Gleich einem Donnerschlag und nichts für zartbesaitete Ohren folgten akustische Kontraste mit dem „Concerto grosso Nr. 1 für 2 Violinen, Cembalo und Streichorchester“ von Alfred Schnittke. Für seine „Polystilistik“ ist der Komponist bekannt, seine Aphorismen in gedrängter Musikfülle in Anspielung auf die Zwölftontechnik kamen in diesem Werk nun weniger zum Ausdruck. Dennoch erinnerte ich mich zuweilen der Worte Scarpias aus „Tosca“  E strimpellan gavotte.  Eine unterschwellige Unruhe durchzog die fünf Sätze des Concertos, versöhnte manche malträtierten Zuhörer-Ohren mit dialogischen Strukturen melodischer Elemente und schöner Klänge. Thematisch-variiert sinnierte das Cembalo Ansätze eines Tangos und verhalf so mancher Kontroverse zu harmonischer Sachlichkeit.

Mit großer Kompetenz und Hingabe stellten sich Julia Fischer und Augustin Hadelich dieser enormen Herausforderung und meisterten in bewundernswerter Eleganz und Virtuosität Unglaubliches. In weitem dynamischem Spektrum erschlossen die beiden Künstler einen Klangkosmos der besonderen Art, entfalteten ihr technisches Können zu diesen vertrackten Disharmonien in klanglichen Differenzierungen des fein abgestimmten Dualsystems der Komposition.
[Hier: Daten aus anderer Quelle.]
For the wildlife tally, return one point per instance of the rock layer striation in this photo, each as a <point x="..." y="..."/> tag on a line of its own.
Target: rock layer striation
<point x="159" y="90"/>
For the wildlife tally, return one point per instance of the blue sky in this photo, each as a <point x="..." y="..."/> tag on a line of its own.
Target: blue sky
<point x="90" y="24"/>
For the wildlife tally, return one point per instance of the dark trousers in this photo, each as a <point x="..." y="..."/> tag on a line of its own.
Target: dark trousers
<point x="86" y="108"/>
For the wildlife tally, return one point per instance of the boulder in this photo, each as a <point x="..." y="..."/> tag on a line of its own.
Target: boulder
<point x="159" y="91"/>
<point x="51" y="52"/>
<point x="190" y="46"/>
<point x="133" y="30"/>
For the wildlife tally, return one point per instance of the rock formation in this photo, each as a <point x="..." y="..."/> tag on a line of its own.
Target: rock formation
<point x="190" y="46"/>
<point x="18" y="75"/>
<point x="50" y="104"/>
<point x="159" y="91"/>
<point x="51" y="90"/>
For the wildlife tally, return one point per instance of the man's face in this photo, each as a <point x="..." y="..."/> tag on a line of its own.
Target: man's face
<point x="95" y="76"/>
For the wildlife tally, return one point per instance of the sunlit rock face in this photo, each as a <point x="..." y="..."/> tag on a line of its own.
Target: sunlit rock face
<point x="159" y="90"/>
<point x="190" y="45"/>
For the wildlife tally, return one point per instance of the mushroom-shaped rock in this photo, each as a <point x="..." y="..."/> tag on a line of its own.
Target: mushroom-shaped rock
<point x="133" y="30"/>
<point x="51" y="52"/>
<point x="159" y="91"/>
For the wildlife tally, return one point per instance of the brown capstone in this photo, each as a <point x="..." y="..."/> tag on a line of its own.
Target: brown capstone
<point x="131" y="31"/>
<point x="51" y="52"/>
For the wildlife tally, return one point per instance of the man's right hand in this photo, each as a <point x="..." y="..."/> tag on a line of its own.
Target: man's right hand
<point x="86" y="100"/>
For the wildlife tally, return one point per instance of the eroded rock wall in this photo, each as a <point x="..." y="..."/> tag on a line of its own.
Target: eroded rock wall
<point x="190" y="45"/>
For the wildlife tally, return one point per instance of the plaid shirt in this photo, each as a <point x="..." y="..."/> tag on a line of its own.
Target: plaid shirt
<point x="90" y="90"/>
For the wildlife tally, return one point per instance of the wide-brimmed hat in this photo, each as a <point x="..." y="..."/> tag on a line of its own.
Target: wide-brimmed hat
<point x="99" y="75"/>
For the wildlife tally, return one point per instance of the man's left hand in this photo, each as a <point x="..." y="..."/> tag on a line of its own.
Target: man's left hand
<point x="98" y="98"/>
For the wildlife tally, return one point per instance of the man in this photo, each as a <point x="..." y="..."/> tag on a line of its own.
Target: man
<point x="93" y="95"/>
In sehr engagagierter und eindringlicher orchestraler Präzision untermalte das englische Chamber-Orchestra den eigenwilligen Sound.
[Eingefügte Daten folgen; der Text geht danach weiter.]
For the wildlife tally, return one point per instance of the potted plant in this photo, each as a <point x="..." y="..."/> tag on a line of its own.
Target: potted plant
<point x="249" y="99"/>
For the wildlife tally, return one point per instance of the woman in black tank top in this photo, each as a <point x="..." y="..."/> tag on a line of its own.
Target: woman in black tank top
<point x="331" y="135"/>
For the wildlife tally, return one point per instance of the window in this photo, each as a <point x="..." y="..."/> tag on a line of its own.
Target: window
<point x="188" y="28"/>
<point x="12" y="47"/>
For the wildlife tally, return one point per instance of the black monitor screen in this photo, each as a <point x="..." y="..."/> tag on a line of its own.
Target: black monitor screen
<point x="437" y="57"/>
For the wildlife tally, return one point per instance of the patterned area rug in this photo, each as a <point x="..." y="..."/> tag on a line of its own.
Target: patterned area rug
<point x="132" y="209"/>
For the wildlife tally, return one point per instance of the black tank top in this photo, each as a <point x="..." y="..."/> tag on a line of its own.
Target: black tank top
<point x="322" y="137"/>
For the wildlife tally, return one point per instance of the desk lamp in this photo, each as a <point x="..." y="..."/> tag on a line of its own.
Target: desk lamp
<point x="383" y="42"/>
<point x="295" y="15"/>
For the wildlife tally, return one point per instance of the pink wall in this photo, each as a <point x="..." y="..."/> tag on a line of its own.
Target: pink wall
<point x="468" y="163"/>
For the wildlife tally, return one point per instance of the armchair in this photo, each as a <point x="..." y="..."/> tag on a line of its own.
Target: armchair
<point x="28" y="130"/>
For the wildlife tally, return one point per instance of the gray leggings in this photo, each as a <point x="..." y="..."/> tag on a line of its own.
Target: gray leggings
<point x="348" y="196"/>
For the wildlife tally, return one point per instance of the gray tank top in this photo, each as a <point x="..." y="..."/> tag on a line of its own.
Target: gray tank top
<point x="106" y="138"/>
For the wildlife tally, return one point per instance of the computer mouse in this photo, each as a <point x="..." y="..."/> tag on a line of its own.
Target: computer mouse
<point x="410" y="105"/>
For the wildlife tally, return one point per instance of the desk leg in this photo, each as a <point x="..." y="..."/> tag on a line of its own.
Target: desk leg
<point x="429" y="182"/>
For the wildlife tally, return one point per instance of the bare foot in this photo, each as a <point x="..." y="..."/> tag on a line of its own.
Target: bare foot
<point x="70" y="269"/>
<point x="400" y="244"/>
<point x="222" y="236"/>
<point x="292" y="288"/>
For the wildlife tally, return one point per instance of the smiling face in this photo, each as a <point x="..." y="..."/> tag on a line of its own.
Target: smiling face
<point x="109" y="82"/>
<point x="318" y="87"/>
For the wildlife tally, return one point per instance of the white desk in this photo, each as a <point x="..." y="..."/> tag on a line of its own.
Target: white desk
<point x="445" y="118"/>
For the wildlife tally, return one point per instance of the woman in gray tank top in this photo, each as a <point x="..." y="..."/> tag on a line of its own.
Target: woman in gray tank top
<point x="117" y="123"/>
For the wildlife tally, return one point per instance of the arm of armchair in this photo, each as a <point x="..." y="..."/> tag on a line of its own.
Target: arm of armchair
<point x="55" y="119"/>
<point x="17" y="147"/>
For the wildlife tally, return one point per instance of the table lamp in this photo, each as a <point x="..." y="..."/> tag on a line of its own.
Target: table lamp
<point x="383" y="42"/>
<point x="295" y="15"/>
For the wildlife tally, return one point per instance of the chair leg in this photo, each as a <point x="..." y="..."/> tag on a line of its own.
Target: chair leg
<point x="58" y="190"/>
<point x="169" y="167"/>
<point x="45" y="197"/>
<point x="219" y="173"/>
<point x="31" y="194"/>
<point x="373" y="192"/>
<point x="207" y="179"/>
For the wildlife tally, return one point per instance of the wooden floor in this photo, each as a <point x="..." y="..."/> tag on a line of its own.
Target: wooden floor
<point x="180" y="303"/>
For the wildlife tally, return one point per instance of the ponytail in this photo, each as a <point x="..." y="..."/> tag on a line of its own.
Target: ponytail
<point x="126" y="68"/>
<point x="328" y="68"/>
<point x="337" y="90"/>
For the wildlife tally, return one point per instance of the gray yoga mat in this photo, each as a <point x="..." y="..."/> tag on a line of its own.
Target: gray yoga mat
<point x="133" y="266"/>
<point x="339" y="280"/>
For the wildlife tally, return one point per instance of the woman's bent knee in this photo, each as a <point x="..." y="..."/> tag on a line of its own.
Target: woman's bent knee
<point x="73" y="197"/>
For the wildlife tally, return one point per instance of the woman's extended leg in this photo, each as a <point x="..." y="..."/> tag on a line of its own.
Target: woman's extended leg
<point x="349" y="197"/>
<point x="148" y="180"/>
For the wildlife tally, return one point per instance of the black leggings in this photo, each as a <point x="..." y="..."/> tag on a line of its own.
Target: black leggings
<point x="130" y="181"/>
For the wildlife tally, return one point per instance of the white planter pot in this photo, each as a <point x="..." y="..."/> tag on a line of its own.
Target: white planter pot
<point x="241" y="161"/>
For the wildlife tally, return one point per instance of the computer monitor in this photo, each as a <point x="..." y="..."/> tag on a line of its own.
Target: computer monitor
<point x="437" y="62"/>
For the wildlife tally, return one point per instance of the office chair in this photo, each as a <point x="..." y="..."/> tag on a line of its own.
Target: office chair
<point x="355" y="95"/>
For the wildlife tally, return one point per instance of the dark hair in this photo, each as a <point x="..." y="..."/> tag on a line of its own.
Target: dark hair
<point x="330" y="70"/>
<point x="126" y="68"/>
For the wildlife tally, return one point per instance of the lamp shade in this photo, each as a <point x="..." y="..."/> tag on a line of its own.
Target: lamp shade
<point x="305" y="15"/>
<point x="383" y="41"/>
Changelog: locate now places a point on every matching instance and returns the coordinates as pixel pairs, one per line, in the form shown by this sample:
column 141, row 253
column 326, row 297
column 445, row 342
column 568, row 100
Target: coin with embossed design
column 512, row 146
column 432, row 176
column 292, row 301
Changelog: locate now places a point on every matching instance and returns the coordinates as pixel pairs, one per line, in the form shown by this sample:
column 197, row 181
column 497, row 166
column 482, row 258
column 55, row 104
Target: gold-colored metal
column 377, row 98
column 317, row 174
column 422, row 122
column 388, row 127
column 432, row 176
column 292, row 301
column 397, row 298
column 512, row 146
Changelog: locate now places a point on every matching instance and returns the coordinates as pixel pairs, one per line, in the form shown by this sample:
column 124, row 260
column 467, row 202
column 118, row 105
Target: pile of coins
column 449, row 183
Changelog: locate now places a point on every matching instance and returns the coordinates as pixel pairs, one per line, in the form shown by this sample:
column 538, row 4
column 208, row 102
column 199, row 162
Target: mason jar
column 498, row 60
Das zunächst leicht verschreckte Publikum dankte dennoch sehr herzlich den beiden sympathischen Künstlern.

Nach der Pause folgte wiederum ein Werk des 21. Jahrhunderts und zwar die „Chamber Symphony“ des russischen Komponisten Andrey Rubtsov. Nun wirkte das viersätzige, 17-Minutenwerk keineswegs sphärisch aber dennoch weit versöhnlicher in den Ohren der Zuhörer. Der zeitgenössische Komponist ließ so manches bekannte Thema der Konzertliteratur in diesem Werk aufblitzen, bediente sich weniger atonaler Töne und somit entstand eine Short-Symphony von klarer Konstruktion und teils sehr klangvoller Intensität.

Vortrefflich musizierte die Academy of St. Martin jene interessanten Weisen.
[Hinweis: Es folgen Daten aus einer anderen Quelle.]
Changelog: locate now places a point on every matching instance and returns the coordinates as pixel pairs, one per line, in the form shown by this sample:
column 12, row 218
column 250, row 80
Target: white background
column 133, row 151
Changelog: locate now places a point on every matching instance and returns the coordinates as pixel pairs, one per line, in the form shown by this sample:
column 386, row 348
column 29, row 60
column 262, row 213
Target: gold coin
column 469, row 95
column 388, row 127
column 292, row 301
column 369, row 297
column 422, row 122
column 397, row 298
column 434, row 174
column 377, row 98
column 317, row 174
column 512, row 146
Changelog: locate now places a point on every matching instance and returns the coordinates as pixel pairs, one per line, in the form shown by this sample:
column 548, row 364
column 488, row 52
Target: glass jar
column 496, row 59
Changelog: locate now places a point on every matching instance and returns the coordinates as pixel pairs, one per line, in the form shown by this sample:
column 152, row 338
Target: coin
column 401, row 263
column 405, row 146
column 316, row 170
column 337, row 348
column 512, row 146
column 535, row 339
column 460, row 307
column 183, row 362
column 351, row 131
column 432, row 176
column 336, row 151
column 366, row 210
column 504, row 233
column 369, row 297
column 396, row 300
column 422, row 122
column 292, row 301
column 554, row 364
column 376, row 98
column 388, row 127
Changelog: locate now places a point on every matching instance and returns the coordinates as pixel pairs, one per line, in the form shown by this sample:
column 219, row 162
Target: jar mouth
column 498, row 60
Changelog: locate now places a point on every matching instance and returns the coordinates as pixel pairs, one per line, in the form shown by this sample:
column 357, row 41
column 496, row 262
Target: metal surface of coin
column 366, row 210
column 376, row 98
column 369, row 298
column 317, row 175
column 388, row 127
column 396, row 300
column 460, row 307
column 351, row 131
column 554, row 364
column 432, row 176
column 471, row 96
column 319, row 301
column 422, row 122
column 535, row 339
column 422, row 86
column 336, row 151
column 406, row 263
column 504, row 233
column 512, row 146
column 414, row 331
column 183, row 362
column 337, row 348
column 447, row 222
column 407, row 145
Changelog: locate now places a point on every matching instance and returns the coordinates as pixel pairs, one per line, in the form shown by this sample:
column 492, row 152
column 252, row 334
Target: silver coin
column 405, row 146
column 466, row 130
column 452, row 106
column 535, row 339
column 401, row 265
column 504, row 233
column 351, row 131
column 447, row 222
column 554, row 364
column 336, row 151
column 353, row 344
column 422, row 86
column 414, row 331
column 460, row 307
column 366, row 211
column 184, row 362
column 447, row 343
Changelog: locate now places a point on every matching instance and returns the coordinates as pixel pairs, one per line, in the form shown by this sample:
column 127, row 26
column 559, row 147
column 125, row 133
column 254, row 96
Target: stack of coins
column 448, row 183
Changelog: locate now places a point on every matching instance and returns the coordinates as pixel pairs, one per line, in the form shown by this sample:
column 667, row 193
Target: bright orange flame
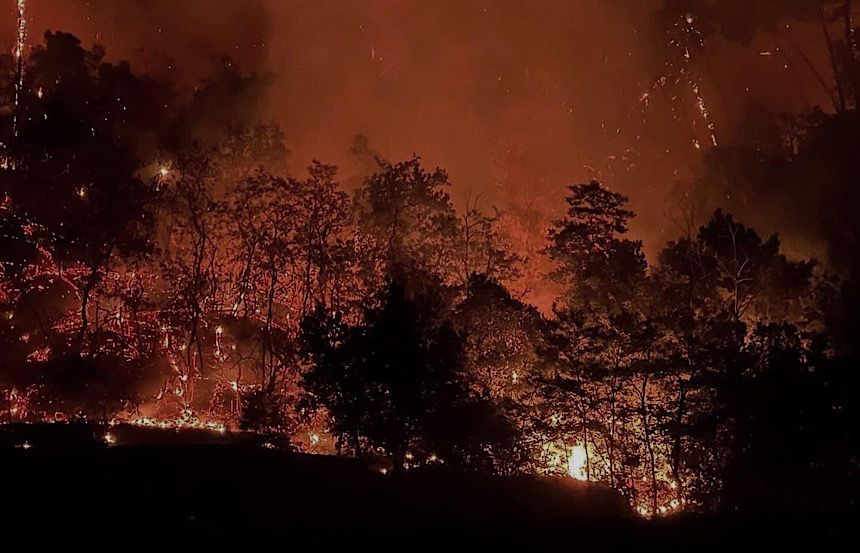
column 577, row 463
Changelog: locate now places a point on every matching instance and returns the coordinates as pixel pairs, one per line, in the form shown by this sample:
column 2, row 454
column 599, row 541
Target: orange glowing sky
column 516, row 98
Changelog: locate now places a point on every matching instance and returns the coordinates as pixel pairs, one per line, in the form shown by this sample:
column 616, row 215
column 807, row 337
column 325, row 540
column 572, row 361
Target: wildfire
column 577, row 463
column 21, row 38
column 184, row 423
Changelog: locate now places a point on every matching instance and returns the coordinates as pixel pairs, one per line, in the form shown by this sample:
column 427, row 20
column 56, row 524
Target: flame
column 577, row 463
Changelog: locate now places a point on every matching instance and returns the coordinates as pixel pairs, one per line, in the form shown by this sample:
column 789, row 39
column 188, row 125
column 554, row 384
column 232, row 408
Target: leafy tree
column 382, row 381
column 406, row 210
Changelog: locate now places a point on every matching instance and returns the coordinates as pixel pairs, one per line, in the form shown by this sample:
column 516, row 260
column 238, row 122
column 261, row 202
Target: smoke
column 514, row 98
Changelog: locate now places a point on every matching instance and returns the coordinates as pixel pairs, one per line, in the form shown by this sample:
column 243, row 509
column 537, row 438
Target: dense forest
column 162, row 264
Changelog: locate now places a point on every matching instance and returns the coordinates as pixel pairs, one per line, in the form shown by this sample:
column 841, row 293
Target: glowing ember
column 577, row 463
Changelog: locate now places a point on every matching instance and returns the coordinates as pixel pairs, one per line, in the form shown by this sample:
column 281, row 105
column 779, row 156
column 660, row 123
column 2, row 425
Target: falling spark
column 577, row 463
column 21, row 38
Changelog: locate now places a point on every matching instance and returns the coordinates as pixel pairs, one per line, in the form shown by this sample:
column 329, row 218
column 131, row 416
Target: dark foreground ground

Zum Abschluss erklangen wiederum klassische Töne und zwar die „Serenade für Streichorchester C-Dur“ aus der Feder von Peter Iljitsch Tschaikowsky. Keine andere Schöpfung des genialen russischen Komponisten huldigte so sehr dem Geist der deutschen Musik wie dieses musikalische Kleinod.

 Im Allegro finden wir sogleich Händel- und Schumann-Anklänge, mag es uns zwar merkwürdig berühren, doch Tschaikowsky fühlte sich den beiden Großen stark verbunden, als dass er seine Huldigung hätte schmälern mögen zugunsten stilistischer Bedenken. Vortrefflich in herrlicher Instrumentation der akkurat musizierenden Academy erklang Valse – Moderato und im folgenden Elegia gab sich der Komponist weichen Regungen hin, allein dieses Tonstückes  wegen verdient das Werk wahrhaft seinen Namen Serenade. Auf wunderbare Weise intonierten die englischen Gäste in transparenter Orchestrierung das finale Andante – tema russo im lustigen Kehraus mit seinem spaßhaften Tanz.

Das Publikum erfreut, feierte das Orchester mit Bravos und überschäumender Begeisterung.